Contrast refers to a substance taken by mouth or injected into an intravenous line that makes the particular organ or tissue under study show up more clearly.
Fasting may be required for certain contrast tests, your doctor will notify you if this procedure is necessary before performing the test.
There are certain tissues in the body that allow the passage of most X-rays such as blood, skin, fat and muscle, which then appear dark gray in the image emitted by the screen.
Tumors and bones, being denser than soft tissues, allow only some of the X-rays to pass through, which is why they are reflected in white in the image.
When there is a cut in a bone, the x-ray beam passes through the cut space and is reflected as a black line on the white bone.
Options are available for bone and soft tissue tumors, and some children will need a combination of these therapies.
Treatment for this condition will depend on your doctor, who will take into account the following:
- Scope of the disease.
- Your tolerance for specific therapies, medications, and procedures
- Your age, general health, and medical history.
- Expectation for the course of the disease.
- Your preference or opinion.
Treatment for osteochondromas varies significantly depending on the size of the overgrowth and the individual’s symptoms.

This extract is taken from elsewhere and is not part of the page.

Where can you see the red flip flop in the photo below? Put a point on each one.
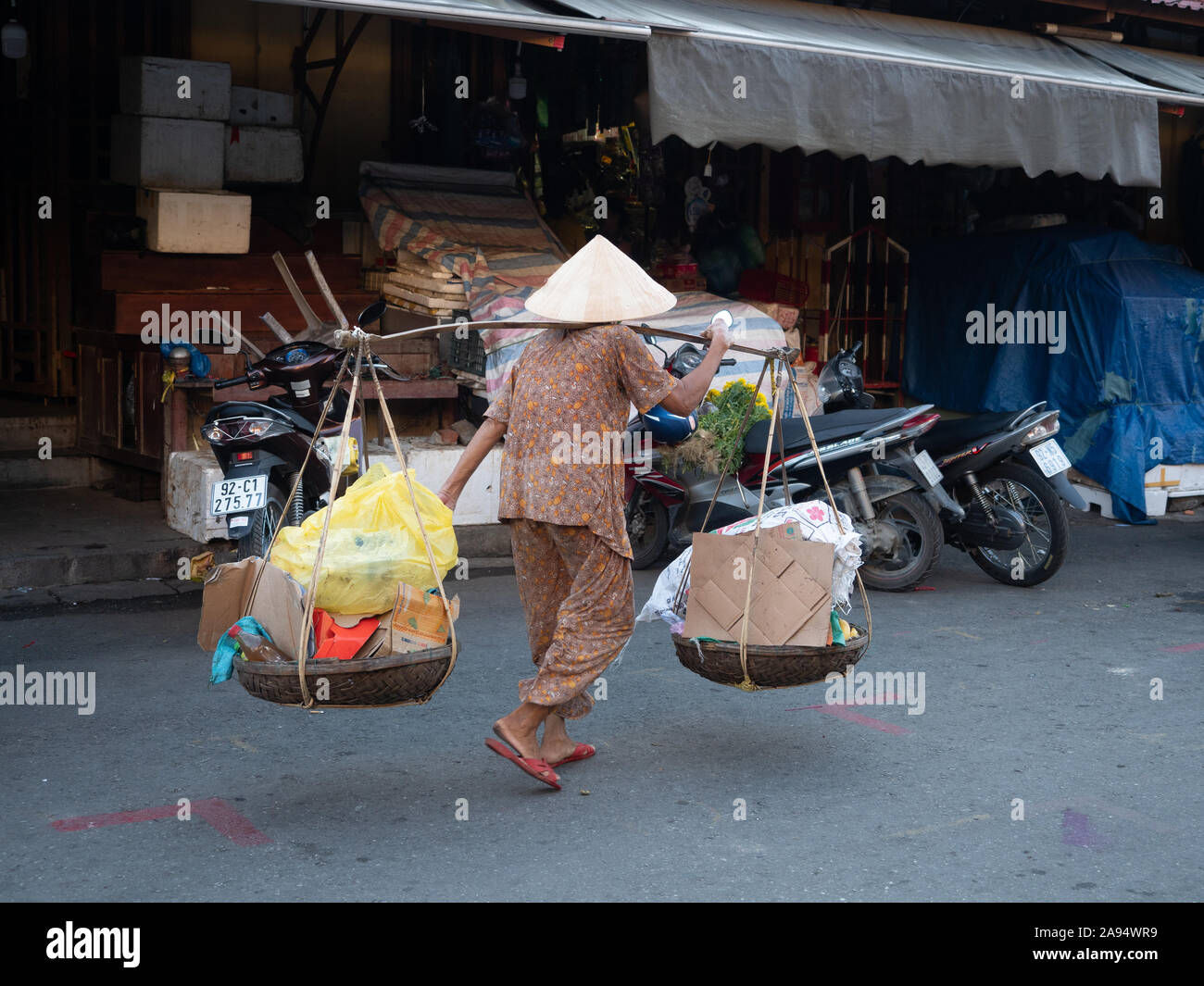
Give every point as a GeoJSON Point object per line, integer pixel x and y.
{"type": "Point", "coordinates": [529, 765]}
{"type": "Point", "coordinates": [583, 752]}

Treatment generally includes:
- Medicines: to improve pain.
- Surgery: to remove the cancerous mass.
In most cases of osteochondroma, once the diagnosis has been made by your child’s doctor, no further action is necessary.
These tumors will stop growing and remain stable when your child’s bones stop growing.
If your child’s osteochondroma is causing pain, restricting movement of a joint, or affecting growth, surgical removal may be indicated.
Treatment for osteochondroma is generally a simple surgical removal of the lesion from the surface of the bone.
The surgeon will be careful not to damage your child’s growth plate to ensure normal physical development after the operation.
If you have any symptoms of a tumor becoming cancerous, you should be evaluated by a doctor who specializes in treating bone tumors (an orthopedic oncologist).
When an osteochondroma becomes cancerous, it most commonly develops into a cancer called chondrosarcoma.
If surgical removal of an osteochondroma is indicated, the procedure is the same as for a solitary tumor.
Deformities such as twisted knees or ankles may require surgery to straighten the bone.
If multiple chondromatosis becomes cancerous, treatment will depend on the stage of the cancer’s progress.
In general, malignant tumors are removed by surgery. Radiation therapy and chemotherapy are often used in combination with surgery.
In most cases, treatment consists of careful observation over time.
Your doctor may want to do X-rays regularly to monitor any changes in the tumors.
The indications for surgical removal of tumors are the same as for solitary osteochondromas: pain, pressure on nerves or blood vessels, and a large layer of cartilage.